第7話
ちょっと寝不足だったかな、思いながら庭の雑草取りがてら解るハーブは摘んでいく。レモングラスとか生えてるじゃん、前の騎士団長さんはちゃんとした庭職人さんを雇っていたのかな? 思いはせるけれど、だったら普通ミントの地植えはしないだろう。ハーブ畑を作ろうとして失敗した趣味人かな、お、バジルもある。チーズ買って来てピザにでも乗せたらおいしいだろうな。あとはサラダにもなるし。ちしゃもある。別名はラプンツェルだ。あの王子様はあんまり好きじゃない。原作読んでからは。

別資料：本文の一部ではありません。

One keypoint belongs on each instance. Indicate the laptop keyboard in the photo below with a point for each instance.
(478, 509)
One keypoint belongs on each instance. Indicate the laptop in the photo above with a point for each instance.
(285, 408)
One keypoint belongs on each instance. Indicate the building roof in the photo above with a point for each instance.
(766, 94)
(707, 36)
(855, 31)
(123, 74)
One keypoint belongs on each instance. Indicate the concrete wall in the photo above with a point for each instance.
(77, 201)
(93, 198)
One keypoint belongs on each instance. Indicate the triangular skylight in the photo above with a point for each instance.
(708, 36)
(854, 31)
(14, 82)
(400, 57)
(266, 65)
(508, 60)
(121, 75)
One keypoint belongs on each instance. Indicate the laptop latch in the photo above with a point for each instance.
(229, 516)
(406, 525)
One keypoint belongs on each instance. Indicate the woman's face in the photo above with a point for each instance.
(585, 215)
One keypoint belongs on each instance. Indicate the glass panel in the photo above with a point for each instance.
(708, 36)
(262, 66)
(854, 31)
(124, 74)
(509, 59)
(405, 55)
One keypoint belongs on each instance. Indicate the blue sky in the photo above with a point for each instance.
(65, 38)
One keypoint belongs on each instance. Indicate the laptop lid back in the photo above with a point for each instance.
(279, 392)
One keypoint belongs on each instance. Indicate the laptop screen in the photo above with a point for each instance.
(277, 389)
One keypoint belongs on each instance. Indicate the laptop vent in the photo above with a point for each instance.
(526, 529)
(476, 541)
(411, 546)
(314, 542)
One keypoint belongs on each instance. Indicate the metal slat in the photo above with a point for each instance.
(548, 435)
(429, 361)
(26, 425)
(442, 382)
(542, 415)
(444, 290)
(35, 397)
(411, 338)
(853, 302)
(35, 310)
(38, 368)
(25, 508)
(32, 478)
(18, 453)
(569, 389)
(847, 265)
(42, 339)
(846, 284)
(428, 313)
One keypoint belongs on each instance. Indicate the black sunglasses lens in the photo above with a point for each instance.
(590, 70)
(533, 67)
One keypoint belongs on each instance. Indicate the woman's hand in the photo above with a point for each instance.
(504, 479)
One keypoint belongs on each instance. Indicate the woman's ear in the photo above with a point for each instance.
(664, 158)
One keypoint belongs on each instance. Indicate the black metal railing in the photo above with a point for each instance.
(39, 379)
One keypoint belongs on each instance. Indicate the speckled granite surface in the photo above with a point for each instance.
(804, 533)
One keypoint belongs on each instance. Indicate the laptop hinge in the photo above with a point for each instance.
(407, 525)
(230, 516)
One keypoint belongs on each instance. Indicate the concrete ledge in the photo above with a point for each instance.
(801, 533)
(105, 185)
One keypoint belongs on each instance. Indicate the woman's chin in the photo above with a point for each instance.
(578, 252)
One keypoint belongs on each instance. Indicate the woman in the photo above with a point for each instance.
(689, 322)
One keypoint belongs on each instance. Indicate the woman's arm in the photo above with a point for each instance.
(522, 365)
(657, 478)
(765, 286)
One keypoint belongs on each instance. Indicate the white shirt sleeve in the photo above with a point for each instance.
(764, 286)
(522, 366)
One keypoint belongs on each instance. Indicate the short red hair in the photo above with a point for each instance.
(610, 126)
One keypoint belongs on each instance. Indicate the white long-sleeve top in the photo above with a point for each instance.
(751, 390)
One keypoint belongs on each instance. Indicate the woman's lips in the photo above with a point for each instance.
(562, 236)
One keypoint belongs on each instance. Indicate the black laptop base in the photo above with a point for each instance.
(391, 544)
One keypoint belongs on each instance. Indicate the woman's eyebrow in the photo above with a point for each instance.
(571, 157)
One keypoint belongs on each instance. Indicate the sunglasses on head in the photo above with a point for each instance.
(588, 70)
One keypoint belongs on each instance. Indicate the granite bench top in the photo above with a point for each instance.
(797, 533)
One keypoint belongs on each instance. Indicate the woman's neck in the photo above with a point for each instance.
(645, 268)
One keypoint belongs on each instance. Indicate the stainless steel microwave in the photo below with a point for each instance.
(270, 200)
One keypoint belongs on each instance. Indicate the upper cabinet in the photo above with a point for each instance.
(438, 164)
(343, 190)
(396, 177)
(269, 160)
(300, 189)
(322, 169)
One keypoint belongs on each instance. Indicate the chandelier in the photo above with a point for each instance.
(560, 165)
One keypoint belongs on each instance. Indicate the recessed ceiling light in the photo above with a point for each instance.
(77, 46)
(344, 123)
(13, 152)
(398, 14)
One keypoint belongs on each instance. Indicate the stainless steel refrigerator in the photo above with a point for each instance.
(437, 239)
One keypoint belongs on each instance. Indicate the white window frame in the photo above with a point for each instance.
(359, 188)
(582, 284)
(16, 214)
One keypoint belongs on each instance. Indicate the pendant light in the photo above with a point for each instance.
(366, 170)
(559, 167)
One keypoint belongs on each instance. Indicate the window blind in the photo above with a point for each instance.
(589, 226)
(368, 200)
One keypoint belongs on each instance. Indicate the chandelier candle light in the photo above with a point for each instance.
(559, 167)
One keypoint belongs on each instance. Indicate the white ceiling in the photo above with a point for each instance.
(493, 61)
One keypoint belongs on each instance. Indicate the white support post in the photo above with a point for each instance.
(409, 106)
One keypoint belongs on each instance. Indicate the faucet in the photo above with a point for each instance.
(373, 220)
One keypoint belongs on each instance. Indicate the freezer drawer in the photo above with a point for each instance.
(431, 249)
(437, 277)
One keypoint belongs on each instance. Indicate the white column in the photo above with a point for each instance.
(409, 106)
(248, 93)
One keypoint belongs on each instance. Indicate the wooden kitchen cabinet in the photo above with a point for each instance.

大体春夏のハーブが生えているけれど、この国の気候ってどうなっているんだろう。私のいた世界では春夏秋冬がくっきり分かれているのって珍しい方だったけれど、この国はどの辺にあるのかな。後でシモンの書斎から地図の載っている本を探してみよう。不思議と日本語じゃない本も読めるのは、気まぐれな風の更なる気まぐれなんだろうか。それとも何か特殊な魔法が掛かっているものなのだろうか。でもシモン、書斎の本にはあんまり手を付けて無かったらしくて埃被ってたなあ。今日もはたきで上の方の本棚はたかないとなあ。ちなみにはたきも新しく買ったものだ。意外と掃除用具に類似のある異世界である。庭帚も同じく。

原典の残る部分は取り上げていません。